Upon its original release over half a century ago, Cream’s initial Live album (released in April) markedly belied its title. The curators might well have found a concise concert piece to supplant the non-sequitur called “Lawdy Mama,” taken from the sessions for the trio’s sophomore studio album of 1967 Disraeli Gears (wherein lies the archetypal rifftune “Sunshine Of Your Love”), especially since the 1972 sequel to this collection is comprised of comparatively shorter tracks.
Notwithstanding that conundrum, the initial pair of standalone Cream concert titles, as well as the live half of their double LP Wheels Of Fire (plus three of the tracks on 1969’s Goodbye), camouflaged the economy of their first releases. The quasi-vaudeville single “Wrapping Paper,” as well as the more logically sourced initial longplayer, Fresh Cream, belied the individual and collective pedigree of Clapton, Bruce, and Baker.
But the eccentricities of those records eventually gave way to live performances where the three explored the intricacies of their blues and jazz background(s), often to great lengths. Jambands were decades away at this time, while similar adventures by the Grateful Dead and the Allman Brothers were only just beginning. Still, the fearsome levels of intensity and intricate depth of Cream’s musicianship at its best could nonetheless descend into instrumental battles between the three, especially in the later days of their short-lived union.
Yet Live Cream is not seriously bogged down with dead ends of ego and imagination. Except, that is, for the inclusion of the aforementioned studio cull: it interrupts the flow of the more extemporaneous content at the end of side one on vinyl. It sounds utterly anticlimactic as the final track on CD.
Otherwise, a veritable onslaught of improvisation begins right after the strident vocals on “N.S.U.” Yelled rather than sung, perhaps to be heard over the massive sound emanating from the stacks of Marshall amplifiers, the distracted nature of the voices suggests the band was (all too) eager to dispense with that element of the performance and get to the improvisations.
The group is obviously out of tune in vocal harmonizing on “Sweet Wine” too. But as with the best moments of the other cuts, recorded at Winterland in San Francisco in March of 1968 by engineers Tom Dowd and Bill Halvorsen, the instrumental spontaneity conjures a palpable ebb and flow.
The modified blues of “Sleepy Time Time” also represents some respite from a sometimes withering onslaught of borderline combative demonstrations of technique. Clapton, Bruce and Baker are listening to each other here rather than indulging themselves as they do on this speedy interpretation of the blues workhorse “Rollin’ and Tumblin’;” during this near seven minutes, the irascible drummer’s playing is almost as breathless as the fiery bassist’s tradeoffs between singing and blowing harmonica, all of it as caustic in tone as the deceptively taciturn Slowhand’s distorted guitar riffing.
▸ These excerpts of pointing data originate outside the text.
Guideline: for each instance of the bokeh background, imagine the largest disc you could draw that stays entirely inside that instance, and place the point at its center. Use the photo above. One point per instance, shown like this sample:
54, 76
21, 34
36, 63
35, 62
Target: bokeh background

Just over two years after their formation, Cream disbanded in 1968 with their heralded farewell concert at Royal Albert Hall (where they would reunite in 2005). And in the slightly over a half-century plus since the release of Live Cream, the seminal power trio’s influence has been superseded to some degree by Jimi Hendrix’ Band Of Gypsys.
Nevertheless, as captured on this erratic fifty-five year-old compendium, the fiery instrumental axis of this British powerhouse–its name not so humbly appropriated from the adage ‘cream of the crop’– vividly mirrors the tumultuous intraband relationship as well as the groundbreaking artistic aspect of their work (as does the cover photo).
And while 1997’s Those Were The Days and the similarly-expansive Goodbye Tour – Live 1968 of 2020 might well render redundant these previously-released concert collections, hearing the juggernaut that was Cream in its concert prime invariably whets the appetite for more.